BTW, what should i do if i want to trace a constant that can reach for the CFG?

For example movq $3,%rax movq %rax,(%rsp) movq %rax,%rbx How can I trace all the code that $3 could reach for example?

[tjohnson-gt]

Technically, the CFG in gtirb is capable of modeling C++ virtual function calls - as indirect calls w/ an appropriate set of edges to all the possible targets. However, if you're using ddisasm, it does not currently attempt to find those edges, so a gtirb file produced by ddisasm will likely have a CFG where a C++ virtual function call is modeled as a CodeBlock w/ a single indirect call edge coming out of it that targets a ProxyBlock. (And similarly for other kinds of indirect function calls.) That edge indicates that we know an indirect call occurs there, but we don't know what the possible targets are for that call.

If you felt inspired, you could write your own analysis to figure out what the correct edges should be and then replace the edge to the ProxyBlock with those edges. There is substantial academic literature out there on doing this. Unfortunately, there's no silver bullet as each compiler can choose to do this differently (though there tend to be common patterns), and you can quite easily run into problems with pointer indirection throwing a wrench in the works.

The gtirb CFG includes no overt support for modeling C++ exception control flow in the abstract. What you'll get is a CFG that models the raw operations exceptional control flow is implemented with. That will vary depending on the platform the software is targeted at.

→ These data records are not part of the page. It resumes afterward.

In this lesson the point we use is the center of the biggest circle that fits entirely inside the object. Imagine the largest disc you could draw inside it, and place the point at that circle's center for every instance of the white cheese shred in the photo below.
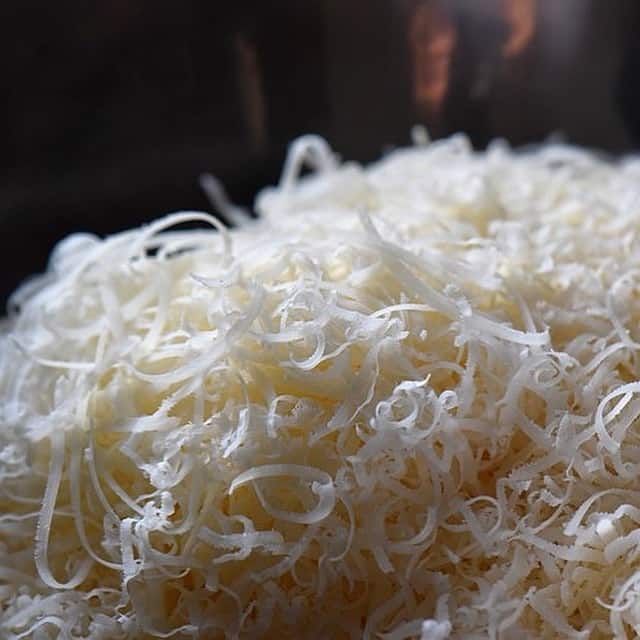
(402, 404)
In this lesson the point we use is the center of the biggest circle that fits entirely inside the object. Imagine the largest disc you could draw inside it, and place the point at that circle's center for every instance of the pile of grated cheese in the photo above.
(403, 404)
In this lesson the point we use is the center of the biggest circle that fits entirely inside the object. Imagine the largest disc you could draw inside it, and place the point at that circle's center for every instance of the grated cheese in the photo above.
(402, 404)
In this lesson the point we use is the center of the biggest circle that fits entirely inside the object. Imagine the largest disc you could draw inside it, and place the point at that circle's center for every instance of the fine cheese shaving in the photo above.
(402, 404)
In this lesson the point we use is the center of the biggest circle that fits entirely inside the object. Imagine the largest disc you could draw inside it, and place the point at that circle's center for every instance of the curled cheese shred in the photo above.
(402, 404)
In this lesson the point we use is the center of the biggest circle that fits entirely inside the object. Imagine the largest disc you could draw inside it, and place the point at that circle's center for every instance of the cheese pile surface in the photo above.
(403, 404)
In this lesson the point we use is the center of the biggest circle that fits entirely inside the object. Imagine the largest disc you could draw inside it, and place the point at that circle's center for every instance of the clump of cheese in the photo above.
(404, 404)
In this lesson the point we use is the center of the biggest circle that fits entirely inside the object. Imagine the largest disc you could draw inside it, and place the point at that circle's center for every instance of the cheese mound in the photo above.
(403, 404)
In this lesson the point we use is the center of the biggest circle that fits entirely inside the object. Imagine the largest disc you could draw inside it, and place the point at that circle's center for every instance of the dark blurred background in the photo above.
(111, 110)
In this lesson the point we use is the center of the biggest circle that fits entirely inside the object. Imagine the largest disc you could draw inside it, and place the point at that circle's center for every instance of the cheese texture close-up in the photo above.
(403, 403)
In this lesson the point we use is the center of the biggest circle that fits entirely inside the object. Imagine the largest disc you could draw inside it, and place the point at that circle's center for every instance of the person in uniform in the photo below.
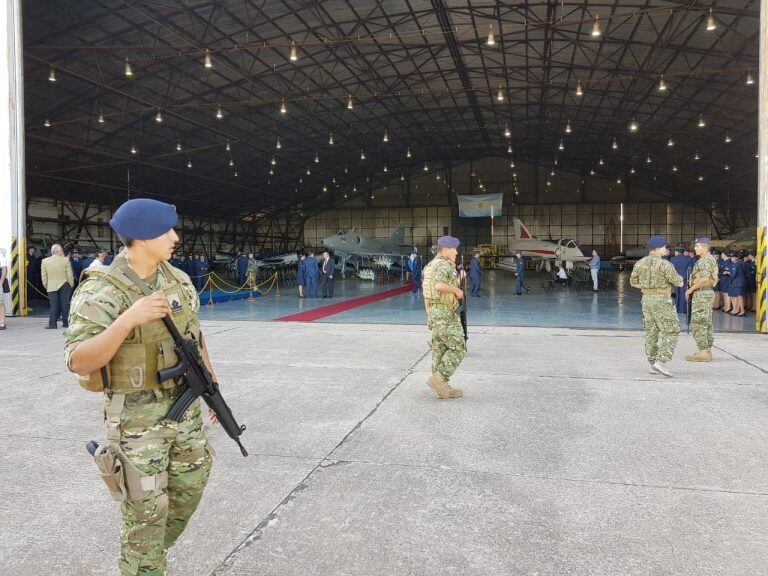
(681, 262)
(111, 342)
(656, 277)
(441, 298)
(701, 294)
(475, 274)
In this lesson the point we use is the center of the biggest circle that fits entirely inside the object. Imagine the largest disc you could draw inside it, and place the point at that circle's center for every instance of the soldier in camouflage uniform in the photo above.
(441, 295)
(656, 278)
(702, 296)
(116, 342)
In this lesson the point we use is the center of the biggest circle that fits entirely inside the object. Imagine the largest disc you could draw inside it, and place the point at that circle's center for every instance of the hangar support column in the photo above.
(761, 318)
(12, 202)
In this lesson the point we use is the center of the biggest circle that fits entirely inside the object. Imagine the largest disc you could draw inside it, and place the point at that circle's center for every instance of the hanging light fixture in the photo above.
(490, 41)
(596, 27)
(711, 25)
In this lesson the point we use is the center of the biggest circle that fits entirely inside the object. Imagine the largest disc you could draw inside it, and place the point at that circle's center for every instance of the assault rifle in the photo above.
(463, 302)
(198, 379)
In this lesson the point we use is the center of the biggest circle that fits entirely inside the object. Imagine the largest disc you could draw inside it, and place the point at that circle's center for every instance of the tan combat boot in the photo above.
(700, 356)
(439, 385)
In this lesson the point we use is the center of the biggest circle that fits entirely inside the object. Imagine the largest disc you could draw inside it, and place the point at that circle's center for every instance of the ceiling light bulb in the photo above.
(490, 41)
(596, 27)
(711, 25)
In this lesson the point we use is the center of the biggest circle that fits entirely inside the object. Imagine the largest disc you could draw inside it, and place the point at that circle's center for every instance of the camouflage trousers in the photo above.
(153, 444)
(662, 328)
(701, 318)
(448, 344)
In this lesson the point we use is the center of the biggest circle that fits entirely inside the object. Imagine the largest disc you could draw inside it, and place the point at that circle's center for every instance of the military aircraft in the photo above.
(545, 251)
(353, 248)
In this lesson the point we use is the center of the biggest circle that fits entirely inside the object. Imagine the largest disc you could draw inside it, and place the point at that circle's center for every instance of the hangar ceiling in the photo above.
(640, 91)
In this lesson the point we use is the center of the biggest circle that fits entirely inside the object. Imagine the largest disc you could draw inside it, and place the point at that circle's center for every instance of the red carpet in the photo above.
(331, 309)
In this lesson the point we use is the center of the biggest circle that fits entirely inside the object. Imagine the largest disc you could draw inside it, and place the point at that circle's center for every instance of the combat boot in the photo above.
(439, 385)
(700, 356)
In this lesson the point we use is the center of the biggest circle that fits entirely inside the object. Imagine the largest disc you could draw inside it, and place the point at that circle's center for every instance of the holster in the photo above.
(123, 480)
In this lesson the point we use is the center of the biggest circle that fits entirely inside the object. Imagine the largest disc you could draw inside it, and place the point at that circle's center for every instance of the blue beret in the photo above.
(656, 242)
(144, 219)
(448, 242)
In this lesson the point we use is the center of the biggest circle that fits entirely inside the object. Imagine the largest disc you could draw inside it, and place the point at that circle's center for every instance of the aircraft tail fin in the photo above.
(521, 232)
(398, 236)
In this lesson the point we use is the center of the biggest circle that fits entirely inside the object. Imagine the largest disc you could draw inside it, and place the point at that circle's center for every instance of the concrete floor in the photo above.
(564, 457)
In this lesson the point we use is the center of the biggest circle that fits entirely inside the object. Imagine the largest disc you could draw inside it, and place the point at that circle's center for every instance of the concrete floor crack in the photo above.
(326, 462)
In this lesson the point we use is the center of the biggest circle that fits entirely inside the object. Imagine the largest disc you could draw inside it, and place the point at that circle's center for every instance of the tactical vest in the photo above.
(149, 347)
(432, 296)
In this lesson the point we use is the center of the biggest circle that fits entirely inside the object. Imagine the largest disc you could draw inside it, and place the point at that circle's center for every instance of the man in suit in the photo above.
(58, 279)
(326, 276)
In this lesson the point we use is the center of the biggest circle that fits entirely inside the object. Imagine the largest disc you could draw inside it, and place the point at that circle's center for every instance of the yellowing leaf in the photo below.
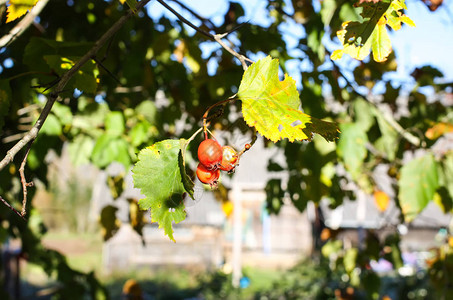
(18, 8)
(157, 174)
(359, 38)
(382, 200)
(272, 106)
(438, 130)
(380, 42)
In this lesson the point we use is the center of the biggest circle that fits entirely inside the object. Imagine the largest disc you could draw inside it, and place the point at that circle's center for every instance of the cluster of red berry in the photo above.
(214, 158)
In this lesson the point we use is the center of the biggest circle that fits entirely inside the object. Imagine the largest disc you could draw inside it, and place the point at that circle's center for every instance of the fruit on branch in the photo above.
(229, 159)
(210, 154)
(208, 176)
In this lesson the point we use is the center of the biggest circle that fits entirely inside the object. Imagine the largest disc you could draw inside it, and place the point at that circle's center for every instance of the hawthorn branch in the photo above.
(24, 182)
(387, 117)
(23, 24)
(217, 37)
(31, 135)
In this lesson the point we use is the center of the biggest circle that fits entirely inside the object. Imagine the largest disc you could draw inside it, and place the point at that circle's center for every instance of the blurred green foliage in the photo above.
(154, 79)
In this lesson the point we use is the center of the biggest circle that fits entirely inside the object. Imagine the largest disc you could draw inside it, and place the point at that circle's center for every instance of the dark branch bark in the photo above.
(33, 133)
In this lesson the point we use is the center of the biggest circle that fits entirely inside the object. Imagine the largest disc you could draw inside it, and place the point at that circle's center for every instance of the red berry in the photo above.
(207, 176)
(210, 153)
(229, 158)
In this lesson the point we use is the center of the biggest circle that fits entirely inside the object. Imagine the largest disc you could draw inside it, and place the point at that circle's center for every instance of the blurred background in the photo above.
(365, 217)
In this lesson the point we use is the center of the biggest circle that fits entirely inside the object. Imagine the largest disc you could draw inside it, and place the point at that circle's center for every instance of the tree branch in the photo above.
(218, 37)
(387, 117)
(12, 208)
(184, 20)
(23, 24)
(32, 134)
(242, 58)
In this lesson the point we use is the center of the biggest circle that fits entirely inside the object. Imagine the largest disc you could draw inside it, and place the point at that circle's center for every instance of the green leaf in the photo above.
(157, 174)
(272, 106)
(5, 96)
(388, 142)
(80, 149)
(417, 184)
(445, 191)
(114, 123)
(351, 147)
(364, 114)
(186, 180)
(148, 110)
(38, 48)
(110, 148)
(359, 38)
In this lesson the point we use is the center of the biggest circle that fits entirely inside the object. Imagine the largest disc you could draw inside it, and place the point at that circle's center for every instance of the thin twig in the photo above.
(23, 180)
(193, 13)
(23, 24)
(107, 70)
(32, 134)
(386, 116)
(218, 38)
(184, 20)
(12, 208)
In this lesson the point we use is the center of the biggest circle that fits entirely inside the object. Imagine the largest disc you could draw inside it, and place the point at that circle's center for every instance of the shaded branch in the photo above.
(196, 15)
(217, 37)
(185, 21)
(12, 208)
(23, 24)
(32, 134)
(387, 116)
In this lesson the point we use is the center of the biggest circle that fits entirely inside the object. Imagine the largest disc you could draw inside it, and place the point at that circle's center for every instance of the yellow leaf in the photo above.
(337, 54)
(381, 44)
(382, 200)
(438, 130)
(407, 20)
(18, 8)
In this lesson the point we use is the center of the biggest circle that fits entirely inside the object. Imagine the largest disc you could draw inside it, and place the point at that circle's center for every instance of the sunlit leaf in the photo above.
(110, 224)
(359, 38)
(186, 180)
(157, 175)
(351, 147)
(382, 200)
(438, 130)
(18, 8)
(272, 106)
(417, 185)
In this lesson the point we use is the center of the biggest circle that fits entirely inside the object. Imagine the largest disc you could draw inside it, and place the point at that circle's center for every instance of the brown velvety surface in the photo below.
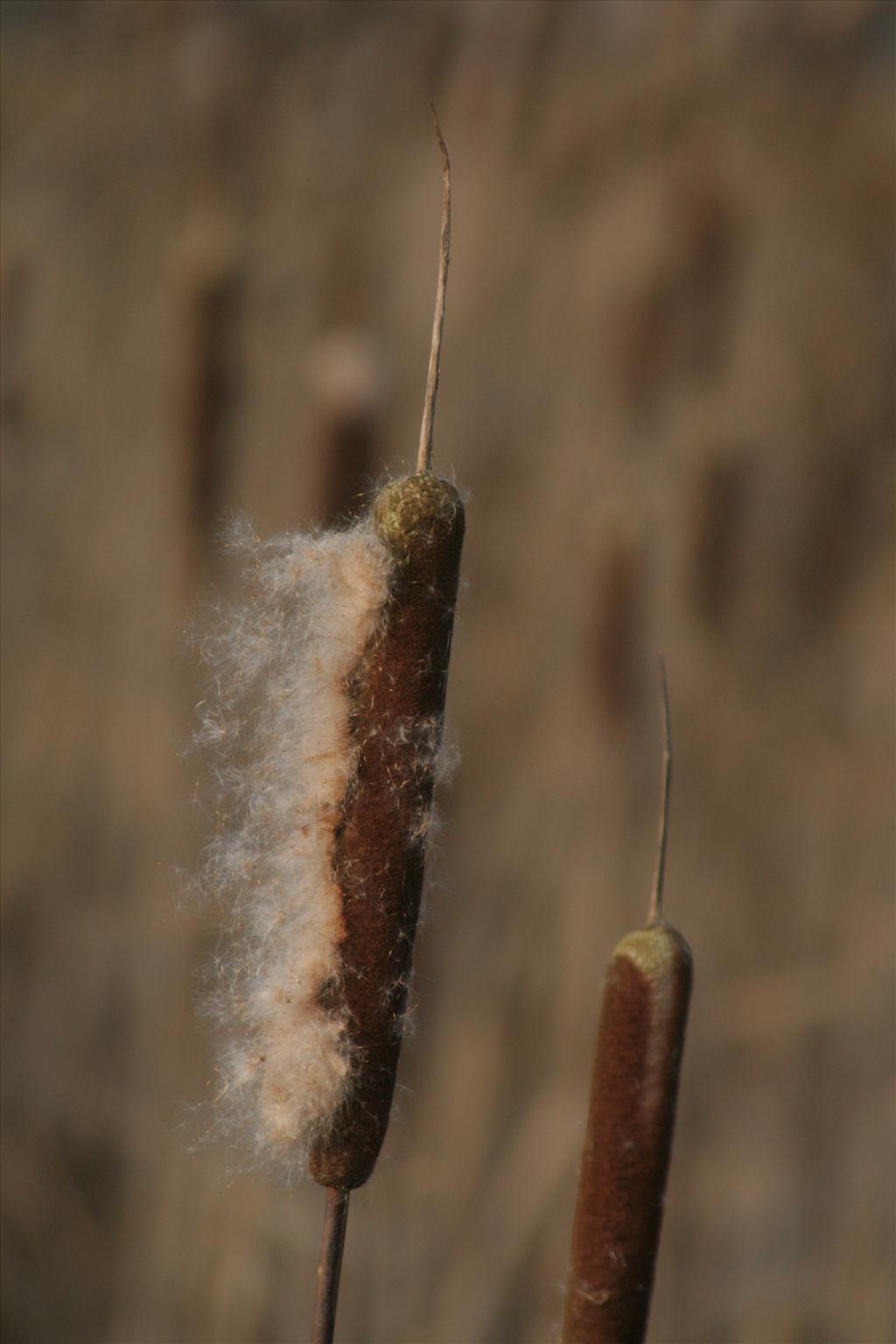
(399, 702)
(627, 1143)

Regarding your question about reachability of numeric constants, I think this partly depends on what your end-goal is. Do you just want to do one particular trace for a specific constant? Find all such traces at once? Have some backing data structure that allows for efficient random queries for different constants? The range of possible solutions include: performing a kind of partial evaluation by walking forward on the CFG one step at a time and watching what happens with the constant; computing a taint analysis where you treat each constant as a different taint source and math operations as taint scrubbers; building a data dependence graph and the performing forward slices from constants, truncating the slice when math operations are performed. Note that again, pointer dereferences will give you a hard time if you care about following constants through memory and the fact that pointers and pointer arithmetic can create aliases to that memory. Pointer analysis is a very thorny problem.